Ferlinghetti - Nas melhores cenas de Goya parece que vemos

Nesta postagem, temos um poema em que o seu autor – o poeta, editor e pintor Lawrence Ferlinghetti – relembra a influente crítica do artista espanhol Francisco de Goya à guerra e, em conexão com a sua terra natal, os EUA, o poder de multiplicação de mitos e de destruição da sociedade norte-americana.

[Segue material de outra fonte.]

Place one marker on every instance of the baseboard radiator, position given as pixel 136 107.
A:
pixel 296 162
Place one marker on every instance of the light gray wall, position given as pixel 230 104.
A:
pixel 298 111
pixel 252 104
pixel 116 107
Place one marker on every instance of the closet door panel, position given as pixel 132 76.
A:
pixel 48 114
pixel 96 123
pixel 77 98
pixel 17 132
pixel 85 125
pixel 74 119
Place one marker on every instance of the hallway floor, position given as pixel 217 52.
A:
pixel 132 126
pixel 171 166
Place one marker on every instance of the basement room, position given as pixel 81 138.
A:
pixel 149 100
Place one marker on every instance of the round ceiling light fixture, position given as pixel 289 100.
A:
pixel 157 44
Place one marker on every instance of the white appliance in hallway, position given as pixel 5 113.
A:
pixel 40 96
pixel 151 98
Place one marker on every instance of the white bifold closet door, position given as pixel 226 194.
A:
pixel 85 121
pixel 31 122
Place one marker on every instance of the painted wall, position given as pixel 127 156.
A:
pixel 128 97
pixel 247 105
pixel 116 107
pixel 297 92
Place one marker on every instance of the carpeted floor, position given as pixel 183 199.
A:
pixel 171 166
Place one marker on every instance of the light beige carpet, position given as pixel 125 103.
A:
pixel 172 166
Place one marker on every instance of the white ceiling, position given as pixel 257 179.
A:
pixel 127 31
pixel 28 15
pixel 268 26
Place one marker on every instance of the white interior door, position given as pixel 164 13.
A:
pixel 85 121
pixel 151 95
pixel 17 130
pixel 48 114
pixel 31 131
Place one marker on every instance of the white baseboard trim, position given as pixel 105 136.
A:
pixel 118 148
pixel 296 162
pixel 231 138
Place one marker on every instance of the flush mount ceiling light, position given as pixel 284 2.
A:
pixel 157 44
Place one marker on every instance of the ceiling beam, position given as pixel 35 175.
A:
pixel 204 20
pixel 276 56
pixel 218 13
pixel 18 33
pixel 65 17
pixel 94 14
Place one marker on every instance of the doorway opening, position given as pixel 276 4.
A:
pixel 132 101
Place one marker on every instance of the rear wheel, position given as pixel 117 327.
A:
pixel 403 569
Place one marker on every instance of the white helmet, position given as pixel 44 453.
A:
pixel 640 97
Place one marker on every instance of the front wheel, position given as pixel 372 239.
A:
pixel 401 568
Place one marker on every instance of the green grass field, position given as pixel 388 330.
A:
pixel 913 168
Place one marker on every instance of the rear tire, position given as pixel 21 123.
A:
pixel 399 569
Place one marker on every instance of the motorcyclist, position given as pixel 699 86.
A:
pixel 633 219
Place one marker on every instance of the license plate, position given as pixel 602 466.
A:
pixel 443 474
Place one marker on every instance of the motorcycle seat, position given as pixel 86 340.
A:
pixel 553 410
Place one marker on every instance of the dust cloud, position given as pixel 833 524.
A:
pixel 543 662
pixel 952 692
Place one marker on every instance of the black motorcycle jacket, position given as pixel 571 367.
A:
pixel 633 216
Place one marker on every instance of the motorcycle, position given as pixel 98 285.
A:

São dilemas de duas sociedades distintas: a primeira, a espanhola, da qual as obras de Goya ilustram a ausência de sentimentos de compaixão. Outra, a norte-americana, em que o calor humano e a proximidade pelo contato são manifestações cada vez mais raras.

J.A.R. – H.C.

Lawrence Ferlinghetti
(n. 1919)

In Goya’s greatest scenes we seem to see

In Goya’s greatest scenes we seem to see
the people of the world  
exactly at the moment when
they first attained the title of
‘suffering humanity’  
They writhe upon the page
in a veritable rage
of adversity  
Heaped up
groaning with babies and bayonets
under cement skies  
in an abstract landscape of blasted trees
bent statues bats wings and beaks
slippery gibbets
cadavers and carnivorous cocks
and all the final hollering monsters
of the
‘imagination of disaster’
they are so bloody real
it is as if they really still existed

And they do
Only the landscape is changed

They still are ranged along the roads  
plagued by legionnaires
false windmills and demented roosters

They are the same people
only further from home
on freeways fifty lanes wide
on a concrete continent
spaced with bland billboards  
illustrating imbecile illusions of happiness
The scene shows fewer tumbrils
but more strung-out citizens
in painted cars
and they have strange license plates  
and engines
that devour America

Saturno devorando um filho
(Francisco de Goya: pintor espanhol)

Nas melhores cenas de Goya parece que vemos

Nas melhores cenas de Goya parece que vemos
as pessoas do mundo
no exato momento em que
pela primeira vez elas ganharam o título
de ‘humanidade sofredora’
Tais pessoas se contorcem na página
num verdadeiro acesso
de adversidade
Amontoadas
gemendo com bebês e baionetas
sob um céu de cimento
pela paisagem abstrata de árvores bombardeadas
estátuas decaídas asas bicos de morcegos
patíbulos escorregadios
cadáveres galos carnívoros
monstros finais berrantes todos
da
‘imaginação do desastre’
tão danados de reais
que até parece que ainda existem

E existem mesmo
Só mudou a paisagem

Todos continuam em fila nas estradas que estão
infestadas de legionários
falsos moinhos de vento e grandes galos dementes

E são aquelas mesmas pessoas
apenas mais distantes de casa
e em estradonas de cinquenta pistas
num continente de concreto
demarcado por pencas de cartazes
que ilustram ilusões imbecis de felicidade
A cena mostra menos carretas para a forca
mas muito mais cidadãos mutilados
em carros pintados
que têm placas estranhonas
e motores
que devoram a América

Referências:

FERLINGHETTI, Lawrence. In Goya’s greatest scenes we seem to see. In: HOOVER, Paul (Ed.). A postmodern american poetry: a norton anthology. New York, NY: W. W. Norton & Company Inc., 1994. p. 43-44.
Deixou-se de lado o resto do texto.